Temo a la soledad más que a la muerte. Sin duda, porque sólo concibo la vida como un camino que recorrer de la mano de quien amas, persiguiendo lo que amamos. El día que sienta las manos vacías después de haberlas tendido, me iré a dormir para siempre.
Cada mañana, cuando explosiona la vida en la garganta de los pájaros, se levantan miles de parejas para regar sus campos, podar sus árboles, ordeñar sus vacas, recoger los frutos, juntos, de la mano.
Jamás se han sentido solos porque cada uno se sabe la sombra del otro. Sin embargo, en los dichosos papeles, solía aparecer él y no ella. Aunque se levantase media hora antes que él para prepararle el desayuno. Aunque tuviese en la cabeza los dineros que cuesta sacar su explotación, sus vidas y las de sus hijos adelante. Aunque durmieran en la misma cama después de haberse dejado la piel en los surcos.
Para corregir esta injusticia, se aprobó hace diez años la ley 35/2011, de 4 de octubre, sobre titularidad compartida de las explotaciones agrarias. Una norma cargada de buenas intenciones, necesaria, comprometida, moderna, igualitaria, pero que no ha conseguido el arraigo deseado. Algunos achacan su fracaso a la exigencia constitutiva de la inscripción en un registro para obtener su reconocimiento legal. No les quito parte de razón. Para mí, el problema se encuentra en la falta de incentivos económicos para la incorporación de la mujer en la titularidad de las explotaciones y en el patriarcado latente en nuestra sociedad, especialmente en el campo. Todavía recuerdo a las mujeres realizando las faenas que exigían agacharse y a los hombres las que se realizaban de pie. Una fotografía infame de la sumisión femenina que comenzó a desaparecer cuando las máquinas sustituyeron el tajo de los hombres, lo que ha provocado que ahora doblen el espinazo los dos por igual si quieren llevarse el pan a la boca. ¿De qué sirve, parafraseando a Borges, que nuestra humanidad consista en sentir que somos voces de la misma penuria si las desigualdades se mantienen por arriba?

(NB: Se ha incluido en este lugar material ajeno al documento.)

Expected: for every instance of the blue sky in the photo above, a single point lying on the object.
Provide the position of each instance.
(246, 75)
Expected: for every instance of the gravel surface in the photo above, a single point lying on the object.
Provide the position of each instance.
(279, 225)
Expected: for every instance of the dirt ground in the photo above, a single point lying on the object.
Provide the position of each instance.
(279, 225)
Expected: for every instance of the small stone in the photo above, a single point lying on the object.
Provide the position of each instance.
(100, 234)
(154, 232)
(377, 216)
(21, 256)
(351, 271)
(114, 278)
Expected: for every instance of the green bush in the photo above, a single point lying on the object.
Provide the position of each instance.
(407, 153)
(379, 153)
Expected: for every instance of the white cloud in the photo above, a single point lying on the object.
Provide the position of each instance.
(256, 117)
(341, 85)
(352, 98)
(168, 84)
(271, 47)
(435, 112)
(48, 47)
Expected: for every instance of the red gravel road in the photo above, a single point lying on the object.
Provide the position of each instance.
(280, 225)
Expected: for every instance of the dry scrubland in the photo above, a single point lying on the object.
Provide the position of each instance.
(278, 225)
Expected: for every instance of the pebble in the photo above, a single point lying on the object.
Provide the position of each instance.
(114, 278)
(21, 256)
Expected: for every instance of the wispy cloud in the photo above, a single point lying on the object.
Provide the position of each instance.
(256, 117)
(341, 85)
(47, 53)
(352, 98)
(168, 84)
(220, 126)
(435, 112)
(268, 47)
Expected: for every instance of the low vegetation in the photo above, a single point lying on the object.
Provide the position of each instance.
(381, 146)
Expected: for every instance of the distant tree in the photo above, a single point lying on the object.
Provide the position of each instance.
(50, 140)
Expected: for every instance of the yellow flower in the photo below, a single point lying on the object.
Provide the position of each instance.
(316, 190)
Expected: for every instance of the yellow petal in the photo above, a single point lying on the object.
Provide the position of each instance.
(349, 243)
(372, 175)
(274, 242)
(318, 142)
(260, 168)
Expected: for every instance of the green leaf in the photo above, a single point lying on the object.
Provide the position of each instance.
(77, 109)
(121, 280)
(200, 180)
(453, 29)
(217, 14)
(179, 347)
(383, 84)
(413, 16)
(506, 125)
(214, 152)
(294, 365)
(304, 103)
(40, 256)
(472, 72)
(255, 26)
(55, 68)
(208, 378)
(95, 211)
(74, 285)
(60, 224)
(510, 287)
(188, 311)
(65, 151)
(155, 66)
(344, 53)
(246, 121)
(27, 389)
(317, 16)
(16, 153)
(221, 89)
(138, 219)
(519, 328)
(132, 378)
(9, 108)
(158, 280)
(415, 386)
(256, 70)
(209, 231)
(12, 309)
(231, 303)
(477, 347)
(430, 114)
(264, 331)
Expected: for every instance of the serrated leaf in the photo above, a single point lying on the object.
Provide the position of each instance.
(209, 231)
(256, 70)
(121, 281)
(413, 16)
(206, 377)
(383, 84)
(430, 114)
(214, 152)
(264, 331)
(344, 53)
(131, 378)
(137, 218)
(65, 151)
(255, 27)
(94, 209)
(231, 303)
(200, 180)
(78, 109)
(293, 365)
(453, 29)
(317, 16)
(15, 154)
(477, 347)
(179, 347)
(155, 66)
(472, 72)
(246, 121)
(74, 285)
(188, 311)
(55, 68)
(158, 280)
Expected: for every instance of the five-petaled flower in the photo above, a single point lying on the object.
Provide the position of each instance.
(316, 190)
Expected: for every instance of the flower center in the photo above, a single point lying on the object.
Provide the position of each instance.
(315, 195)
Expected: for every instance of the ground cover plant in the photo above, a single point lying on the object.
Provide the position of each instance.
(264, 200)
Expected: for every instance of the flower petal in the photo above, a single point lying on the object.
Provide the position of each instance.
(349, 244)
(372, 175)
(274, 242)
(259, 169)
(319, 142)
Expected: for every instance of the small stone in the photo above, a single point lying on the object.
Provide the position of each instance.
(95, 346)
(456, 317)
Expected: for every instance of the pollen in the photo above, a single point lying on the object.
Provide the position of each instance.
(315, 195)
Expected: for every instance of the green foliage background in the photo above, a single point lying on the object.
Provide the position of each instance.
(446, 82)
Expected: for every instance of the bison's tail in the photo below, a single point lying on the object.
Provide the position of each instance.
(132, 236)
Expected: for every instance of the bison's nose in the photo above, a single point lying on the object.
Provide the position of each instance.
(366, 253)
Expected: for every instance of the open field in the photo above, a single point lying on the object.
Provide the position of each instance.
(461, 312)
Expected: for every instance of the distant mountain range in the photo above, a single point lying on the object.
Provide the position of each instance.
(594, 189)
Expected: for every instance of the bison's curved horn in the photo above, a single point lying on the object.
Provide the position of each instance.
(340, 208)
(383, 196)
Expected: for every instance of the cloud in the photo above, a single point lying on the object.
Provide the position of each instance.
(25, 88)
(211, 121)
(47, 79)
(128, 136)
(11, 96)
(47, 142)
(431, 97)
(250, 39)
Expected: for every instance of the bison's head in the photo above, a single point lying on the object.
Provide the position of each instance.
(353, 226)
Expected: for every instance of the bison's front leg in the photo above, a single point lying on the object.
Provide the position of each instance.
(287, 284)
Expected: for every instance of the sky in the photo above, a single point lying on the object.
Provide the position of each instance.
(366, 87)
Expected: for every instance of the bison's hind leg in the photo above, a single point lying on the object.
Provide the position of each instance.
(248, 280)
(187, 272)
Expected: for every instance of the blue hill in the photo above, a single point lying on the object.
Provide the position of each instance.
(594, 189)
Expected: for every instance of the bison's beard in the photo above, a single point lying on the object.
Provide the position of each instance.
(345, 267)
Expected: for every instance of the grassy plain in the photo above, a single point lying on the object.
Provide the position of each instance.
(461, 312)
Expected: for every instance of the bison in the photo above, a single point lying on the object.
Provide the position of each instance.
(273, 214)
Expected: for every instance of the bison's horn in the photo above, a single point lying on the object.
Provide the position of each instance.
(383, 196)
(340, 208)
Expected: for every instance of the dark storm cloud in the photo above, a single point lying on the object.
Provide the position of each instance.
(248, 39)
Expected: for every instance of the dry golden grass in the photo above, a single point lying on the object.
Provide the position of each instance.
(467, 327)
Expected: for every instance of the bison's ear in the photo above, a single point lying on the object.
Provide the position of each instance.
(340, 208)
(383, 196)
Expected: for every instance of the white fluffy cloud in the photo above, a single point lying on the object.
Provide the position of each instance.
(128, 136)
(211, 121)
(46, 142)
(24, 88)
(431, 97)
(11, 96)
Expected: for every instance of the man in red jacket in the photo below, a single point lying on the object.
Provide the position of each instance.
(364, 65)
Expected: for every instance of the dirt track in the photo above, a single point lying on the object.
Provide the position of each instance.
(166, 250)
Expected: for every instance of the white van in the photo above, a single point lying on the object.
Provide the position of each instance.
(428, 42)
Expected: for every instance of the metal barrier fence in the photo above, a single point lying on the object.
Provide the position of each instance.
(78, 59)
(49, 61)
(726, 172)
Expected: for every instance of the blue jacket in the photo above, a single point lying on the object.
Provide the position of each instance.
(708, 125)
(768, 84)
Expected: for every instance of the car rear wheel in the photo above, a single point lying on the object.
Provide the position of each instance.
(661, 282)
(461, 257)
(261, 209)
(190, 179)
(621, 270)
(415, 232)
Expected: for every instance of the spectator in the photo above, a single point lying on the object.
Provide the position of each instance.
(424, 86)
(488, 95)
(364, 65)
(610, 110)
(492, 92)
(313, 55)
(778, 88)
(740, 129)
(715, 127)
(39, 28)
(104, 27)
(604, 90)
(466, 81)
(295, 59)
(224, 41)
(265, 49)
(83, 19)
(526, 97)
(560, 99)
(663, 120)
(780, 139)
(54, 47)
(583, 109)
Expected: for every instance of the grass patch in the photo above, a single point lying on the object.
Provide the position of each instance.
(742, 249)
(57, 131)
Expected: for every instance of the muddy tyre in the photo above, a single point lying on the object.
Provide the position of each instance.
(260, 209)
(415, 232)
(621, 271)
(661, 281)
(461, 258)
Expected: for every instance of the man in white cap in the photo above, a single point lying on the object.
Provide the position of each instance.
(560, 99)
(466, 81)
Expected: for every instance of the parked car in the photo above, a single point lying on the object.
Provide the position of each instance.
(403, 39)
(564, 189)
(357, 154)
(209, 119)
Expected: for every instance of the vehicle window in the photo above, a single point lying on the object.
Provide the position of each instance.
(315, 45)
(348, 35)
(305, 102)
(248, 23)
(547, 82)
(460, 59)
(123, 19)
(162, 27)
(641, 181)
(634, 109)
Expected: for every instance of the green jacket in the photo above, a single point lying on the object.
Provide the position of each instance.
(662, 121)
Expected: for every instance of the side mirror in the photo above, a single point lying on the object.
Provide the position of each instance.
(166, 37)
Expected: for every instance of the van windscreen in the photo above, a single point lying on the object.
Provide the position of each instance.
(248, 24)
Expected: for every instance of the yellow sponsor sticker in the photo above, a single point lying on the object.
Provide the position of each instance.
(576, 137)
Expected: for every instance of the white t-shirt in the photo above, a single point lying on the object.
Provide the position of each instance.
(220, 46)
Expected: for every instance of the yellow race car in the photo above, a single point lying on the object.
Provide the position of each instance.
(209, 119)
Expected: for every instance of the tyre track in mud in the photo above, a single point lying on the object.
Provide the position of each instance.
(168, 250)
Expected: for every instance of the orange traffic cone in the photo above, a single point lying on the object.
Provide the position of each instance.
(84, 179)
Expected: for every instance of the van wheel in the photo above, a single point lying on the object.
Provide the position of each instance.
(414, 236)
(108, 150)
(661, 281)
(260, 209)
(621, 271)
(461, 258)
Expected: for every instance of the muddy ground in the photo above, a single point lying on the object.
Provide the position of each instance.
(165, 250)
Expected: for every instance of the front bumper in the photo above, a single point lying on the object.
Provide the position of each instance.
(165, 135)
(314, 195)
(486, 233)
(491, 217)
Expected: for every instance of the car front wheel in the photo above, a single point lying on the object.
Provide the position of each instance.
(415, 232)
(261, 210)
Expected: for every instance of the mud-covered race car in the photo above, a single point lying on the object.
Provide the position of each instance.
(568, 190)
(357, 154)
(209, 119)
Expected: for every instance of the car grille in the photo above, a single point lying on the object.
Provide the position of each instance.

La ley se diseñó para que la titularidad de las explotaciones agropecuarias fuera compartida por los matrimonios o parejas unidas por análoga relación de afectividad, incluso sin estar inscritas como pareja de hecho. Aunque la norma exige que los dos estén dados de alta en la Seguridad Social, trabajen de manera directa en la explotación y residan en su entorno rural, en verdad el único requisito esencial es que ambos estén de acuerdo, que lo quieran. Y algo está fallando con estrépito cuando lo que ocurre en la vida real no se compadece con lo que reza en los documentos. Debemos concienciar, especialmente a los pequeños productores agrícolas y ganaderos de Andalucía, para que inscriban en el Registro a su pareja en calidad de cotitular de la explotación, sobre todo a las mujeres que se quedan cuidando del hogar y además comparten faenas del campo. Es indigno que trabajen el doble y no sea suya la mitad. Si el campo no se feminiza, no habrá futuro para el campo.

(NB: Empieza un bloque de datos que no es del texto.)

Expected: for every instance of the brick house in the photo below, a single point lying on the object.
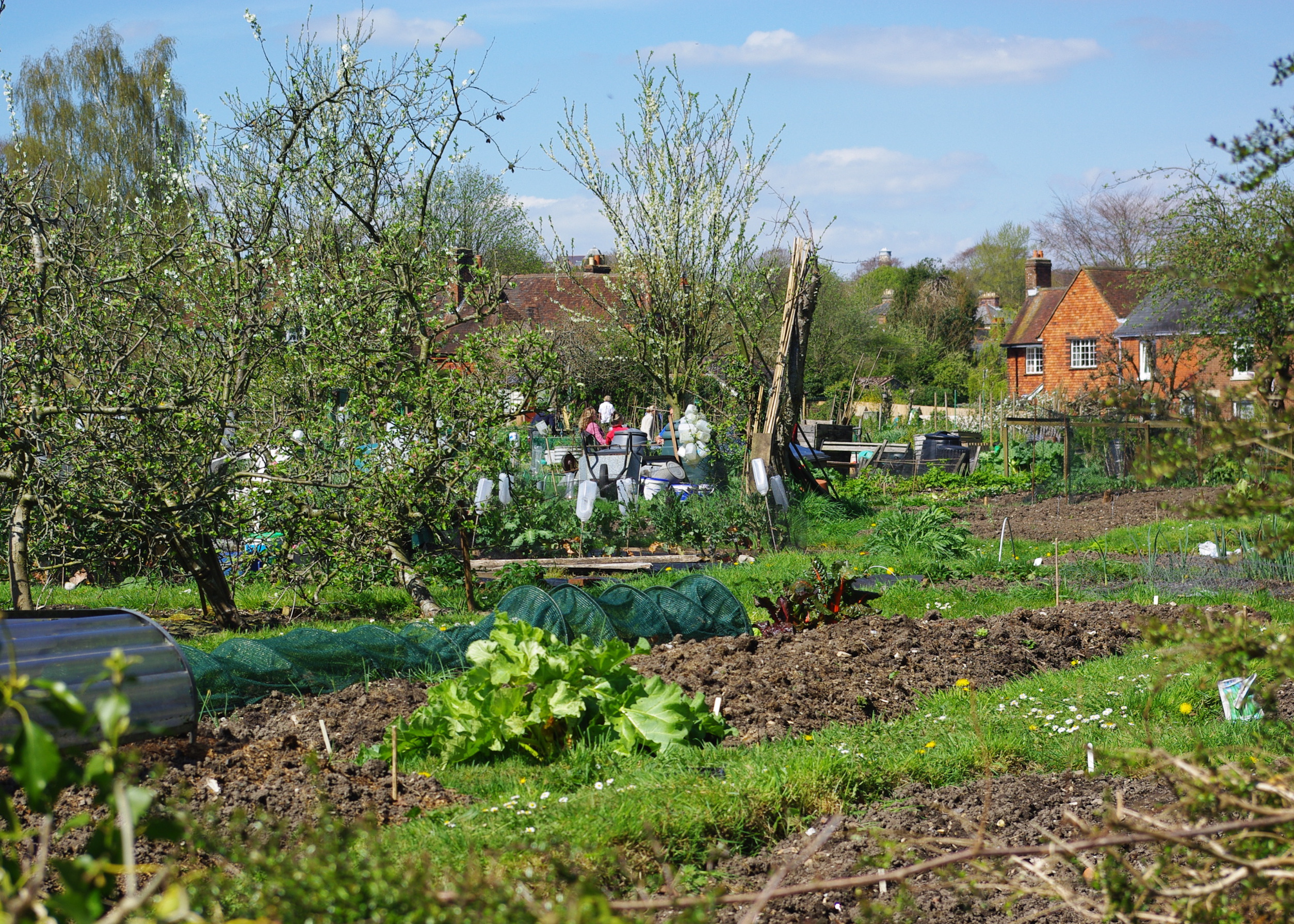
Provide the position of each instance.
(1056, 342)
(1160, 347)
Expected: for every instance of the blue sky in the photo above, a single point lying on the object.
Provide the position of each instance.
(915, 126)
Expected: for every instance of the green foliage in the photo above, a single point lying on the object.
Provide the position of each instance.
(927, 532)
(82, 887)
(111, 127)
(532, 694)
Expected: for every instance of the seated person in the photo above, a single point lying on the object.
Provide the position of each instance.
(589, 428)
(618, 424)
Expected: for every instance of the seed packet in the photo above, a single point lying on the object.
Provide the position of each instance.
(1237, 701)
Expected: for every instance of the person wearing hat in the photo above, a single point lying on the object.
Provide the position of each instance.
(650, 426)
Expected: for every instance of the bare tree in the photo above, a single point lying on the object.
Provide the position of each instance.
(1104, 227)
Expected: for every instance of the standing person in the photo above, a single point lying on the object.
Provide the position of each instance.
(589, 428)
(618, 424)
(651, 425)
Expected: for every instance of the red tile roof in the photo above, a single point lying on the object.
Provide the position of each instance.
(553, 301)
(1121, 289)
(1028, 327)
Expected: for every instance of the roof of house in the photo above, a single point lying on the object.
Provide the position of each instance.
(558, 301)
(1028, 327)
(1120, 288)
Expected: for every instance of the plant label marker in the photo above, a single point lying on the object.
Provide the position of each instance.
(1056, 556)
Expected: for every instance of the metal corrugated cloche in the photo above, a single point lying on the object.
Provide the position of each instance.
(72, 647)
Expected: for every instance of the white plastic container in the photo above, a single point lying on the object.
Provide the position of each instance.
(780, 492)
(760, 475)
(585, 501)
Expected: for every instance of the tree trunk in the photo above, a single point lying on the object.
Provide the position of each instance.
(20, 563)
(411, 581)
(200, 558)
(465, 548)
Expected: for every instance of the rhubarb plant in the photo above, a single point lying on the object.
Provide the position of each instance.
(527, 691)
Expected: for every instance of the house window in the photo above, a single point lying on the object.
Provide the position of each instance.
(1082, 354)
(1242, 358)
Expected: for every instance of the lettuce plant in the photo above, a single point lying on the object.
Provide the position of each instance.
(527, 691)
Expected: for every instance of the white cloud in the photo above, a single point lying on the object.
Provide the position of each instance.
(875, 172)
(903, 55)
(1177, 38)
(391, 29)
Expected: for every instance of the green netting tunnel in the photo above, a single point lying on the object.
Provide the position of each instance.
(315, 660)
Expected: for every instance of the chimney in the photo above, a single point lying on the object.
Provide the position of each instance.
(1037, 273)
(464, 262)
(595, 263)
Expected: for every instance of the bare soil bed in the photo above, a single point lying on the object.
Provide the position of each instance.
(1089, 517)
(875, 666)
(1020, 805)
(269, 757)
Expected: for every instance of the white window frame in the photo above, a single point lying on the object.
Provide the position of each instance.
(1145, 363)
(1077, 349)
(1034, 362)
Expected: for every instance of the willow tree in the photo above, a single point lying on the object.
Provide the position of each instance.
(680, 196)
(95, 118)
(332, 237)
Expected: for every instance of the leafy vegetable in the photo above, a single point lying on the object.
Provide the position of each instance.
(530, 691)
(819, 598)
(926, 532)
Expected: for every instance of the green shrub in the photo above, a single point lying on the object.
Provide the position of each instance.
(530, 693)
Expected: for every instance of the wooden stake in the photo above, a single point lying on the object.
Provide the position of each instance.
(395, 795)
(1056, 556)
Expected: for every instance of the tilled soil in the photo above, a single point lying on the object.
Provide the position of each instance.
(1017, 808)
(1089, 517)
(269, 757)
(875, 666)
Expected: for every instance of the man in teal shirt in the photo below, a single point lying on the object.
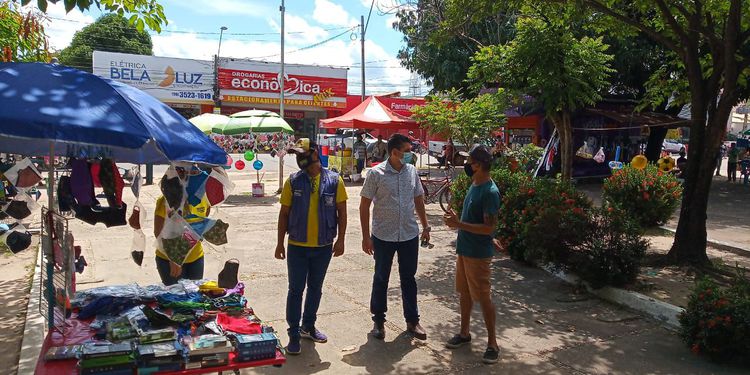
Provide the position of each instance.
(475, 249)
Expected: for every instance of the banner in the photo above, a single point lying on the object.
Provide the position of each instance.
(168, 79)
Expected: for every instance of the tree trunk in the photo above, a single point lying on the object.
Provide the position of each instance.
(690, 239)
(566, 146)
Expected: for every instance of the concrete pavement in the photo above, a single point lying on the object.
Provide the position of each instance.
(544, 326)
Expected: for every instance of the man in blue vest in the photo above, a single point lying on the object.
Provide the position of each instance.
(313, 207)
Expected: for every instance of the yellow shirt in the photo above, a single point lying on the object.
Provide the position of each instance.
(198, 210)
(312, 215)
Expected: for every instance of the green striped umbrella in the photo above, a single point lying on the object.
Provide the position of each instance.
(207, 121)
(255, 121)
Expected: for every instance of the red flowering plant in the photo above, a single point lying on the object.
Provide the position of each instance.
(540, 218)
(716, 322)
(649, 196)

Mi hermano del alma, Paco Casero, se ha dejado media vida en el campo andaluz gracias a la otra media vida de su esposa Isabel. La semana pasada se fue sin hacer ruido, como siempre. El vacío que deja no se puede llenar con toneladas de recuerdos. Paco, Iván, Zaida, sus familiares, sus amigos y amigas, cualquier persona que la haya conocido, seguro que le atribuye la titularidad compartida de cada una de las luchas incansables de su esposo. En la intimidad del silencio que cubre los montes, Paco Casero repetirá la letanía de Joyce “amor, amor, amor ¿por qué me has dejado solo?”. Pero él sabe que no es así, que nunca lo fue y que nunca lo será. Cada vez que se mire al espejo, la verá a ella y a todos nosotros para empujarle a seguir persiguiendo la utopía de un campo andaluz más justo, más sostenible, más igualitario, cargado de futuro.
Antonio Manuel Rodríguez Ramos
Escritor y Profesor de Derecho Civil y Derecho Agrario UCO.